Im Studium war ich Rousseau-Fan, weil ich mich in diesem naturverbundenen, ständig gekränkten, äußerst mißtrauischen, in der Öffentlichkeit bis zur Erstarrung ungeschickten Menschen wiederfand, der ständig die anderen zugedachten Schläge einsteckt, und der als Dilettant zu allen geistigen Fragen seiner Zeit etwas zu sagen hatte, immer mit dem Anspruch, aus seinem eigenen Herzen die eigentliche Wahrheit zu schöpfen. Ich wollte immer ein Stück über Rousseau schreiben, weil mir seine Macken so komisch vorkamen, bei modernen Autoren gehören sie ja zur Folklore, aber bei einem Aufklärer aus dem 18.Jahrhundert? Wie produktiv es war, wenn man seine Macken zum Thema machte, aber bis in die Nuancen! Und auch die sexuellen Idiosynkrasien, ein Mann, viel chaotischer und damit menschlicher als sich Goethe geschildert hat. Und jetzt gibt es einen ganzen Rousseau-Roman, natürlich mal wieder nicht von mir! Wenn ich Rousseau wäre, würde ich eine Verschwörung wittern. Das Buch von Karl-Heinz Ott heißt "Wintzenried", trägt also den wundervoll widerlichen Namen des Mannes, der Rousseau bei seiner "Maman", seiner Geliebten und Gönnerin vertrieben hat, wodurch Rousseau nach seiner Lesart erst zum Autor wurde und sein ganzes Unglück begann.
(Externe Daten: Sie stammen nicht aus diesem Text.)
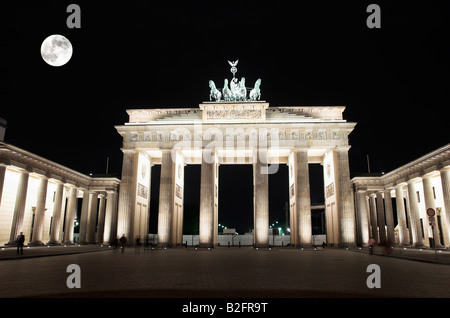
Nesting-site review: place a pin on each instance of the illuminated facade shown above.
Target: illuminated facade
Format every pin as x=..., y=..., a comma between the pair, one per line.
x=412, y=189
x=39, y=198
x=233, y=132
Denn er wäre natürlich lieber Träumer und Spaziergänger geblieben und geriet so unter die Menschen, wo man sich von sich selbst nur entfremden kann. Eigentlich wird im Buch kaum etwas erzählt, was nicht auch in den "Confessions" stehen würde, auch da war es schon komisch, aber so als Roman macht sich der Stoff trotzdem gut. Z.B. wie Rousseau tagelang in Medizinbüchern blättert und sich die entsetzlichen Zeichnungen ansieht: "In allem entdeckt er sich selbst, sein ganzes, ungeheuerliches, grenzenloses Leiden. Im Grunde könnte er dem Doktor verkünden: Ich habe alles! Doch er will sich bei seiner nächsten Visite aufs Wesentliche beschränken und ihn lediglich davon überzeugen, daß sich in sein Herz in Polyp hineingefressen hat."
Schöner Artikel. Danke.
Mein Lieblingssatz: "Denn er wäre natürlich lieber Träumer und Spaziergänger geblieben und geriet so unter die Menschen, wo man sich von sich selbst nur entfremden kann."
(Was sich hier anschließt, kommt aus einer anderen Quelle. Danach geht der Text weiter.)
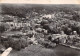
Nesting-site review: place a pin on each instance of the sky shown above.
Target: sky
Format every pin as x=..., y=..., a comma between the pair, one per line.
x=42, y=1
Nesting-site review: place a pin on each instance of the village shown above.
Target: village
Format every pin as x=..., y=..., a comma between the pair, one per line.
x=40, y=28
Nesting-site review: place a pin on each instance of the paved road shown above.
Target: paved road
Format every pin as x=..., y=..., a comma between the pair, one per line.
x=38, y=51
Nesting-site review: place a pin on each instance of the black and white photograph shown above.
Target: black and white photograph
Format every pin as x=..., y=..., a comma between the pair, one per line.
x=39, y=29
Hier noch der Link zum erwähnten Wintzenried-Buch von Karl-Heinz Ott. Klingt wirklich sehr interessant.
www.hoffmann-und-campe.de/buch-info...
Die Philosophen scheinen alle ihre Körperfunktionen besonders zu beobachten. Kant formulierte sogar eine Theorie über seinen Darm ...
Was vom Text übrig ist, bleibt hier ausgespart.